Engkaulah nafaskuYang menjaga di dalam hidupkuKau ajarkan aku menjadi yang terbaikKau tak pernah lelahS'bagai penopang dalam hidupkuKau berikan aku semua yang terindah
(Ayah - Seventeen)
Jujur aku sama bapak tak pernah dekat, tapi semenjak ibu meninggal benteng ego itu perlahan terkikikis. Dulu bagiku beliau adalah laki-laki yang pendiam, acuh dan tak bertanggung jawab pada keluarga. Malu, itulah kata yang tepat untuk mendeskripsikan tentang beliau. Karena, dimataku yang penuh keegoan tersebut, ibu adalah tulang punggung keluarga. Lalu otak kecilku berkelana dimana peran seorang suami dan bapak itu?

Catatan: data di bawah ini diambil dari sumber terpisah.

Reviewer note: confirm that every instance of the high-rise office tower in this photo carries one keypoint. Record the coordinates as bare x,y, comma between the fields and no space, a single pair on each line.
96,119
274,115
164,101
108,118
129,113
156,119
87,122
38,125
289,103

Sebegitukah egoku tersebut! Mungkin lebih, ketidaksukaanku terhadap bapak hanya mampu aku pendam dalam hati dan pikiran. Benar, aku masih punya budaya ketimuran untuk sadar tentang apa itu andap asor alias sopan santun. Walau begitu, gerak-gerikku terhadap beliau sekedarnya atau seperlunya, bahkan jarang banget bertegur sapa. Bapak adalah musuh dalam ruang egoku yang masih labil dalam mengertikan kehidupan yang sebenarnya.
Enam tahun lalu, ibu sakit dan berjuang melawan penyakitnya. Kembali pertanyaan berkecamuk di dada kemana peran suami dan bapak sebagai kepala keluarga? Perih itu semakin mengangah lebar tatkala Tuhan mengambil satu sayap dalam hidupku. Ibu. Kenapa harus ibu? Ego perang dengan pikiran kalutku saat itu.
Kematian itu perlahan menampilkan pembelajaran baru bagi hidupku selama ini. Bapak yang dulu aku lihat acuh, luruh dalam sedih, air mata itu jatuh perlahan membasahi wajah keriputnya. Tuhan, kemana saja aku selama ini? Bapak yang selama ini berjuang dalam diamnya, ternyata menyimpan luka paling dalam di hatinya? Tuhan jangan hukum hamba yang lalai dan lena dalam ego bahwa bapak adalah musuh. Di saat anak lain membanggakan bapaknya, aku malah malu menyebutnya pahlawan dalam keluarga.
Kali ini benteng keegoan itu luruh dan hanyut dalam perasaan banggaku kepada bapak. Beliau memang sosok pendiam dan terkesan acuh. Namun dari sikapnya tersikapnya tersebut, aku belajar bahwa bapak tak ingin istri dan anak-anaknya khawatir. Beliau berjuang tenaga, pikiran dan hidupnya agar kami hidup layak, hidup dengan menjaga martabat keluarga dan berkorban untuk waktu senangnya buat kami.
Bapak, kini aku sadar arti diam dan acuhmu. Bukan tetang ketidakmampuan menjadi kepala keluarga, tapi semua itu bapak lakukan semata bentuk cinta dengan cara yang berbeda untuk keluargamu. Terimakasih atas keringat dan perjuanganmu, Pak. Maafkan anakmu ini yang belum bisa membuat engkau tersenyum bangga. Namun, kami anakmu sangat menyayangimu, bapak.
Selamat Hari Bapak/ Ayah/ Papa/ Daddy/ Bokap Nasional.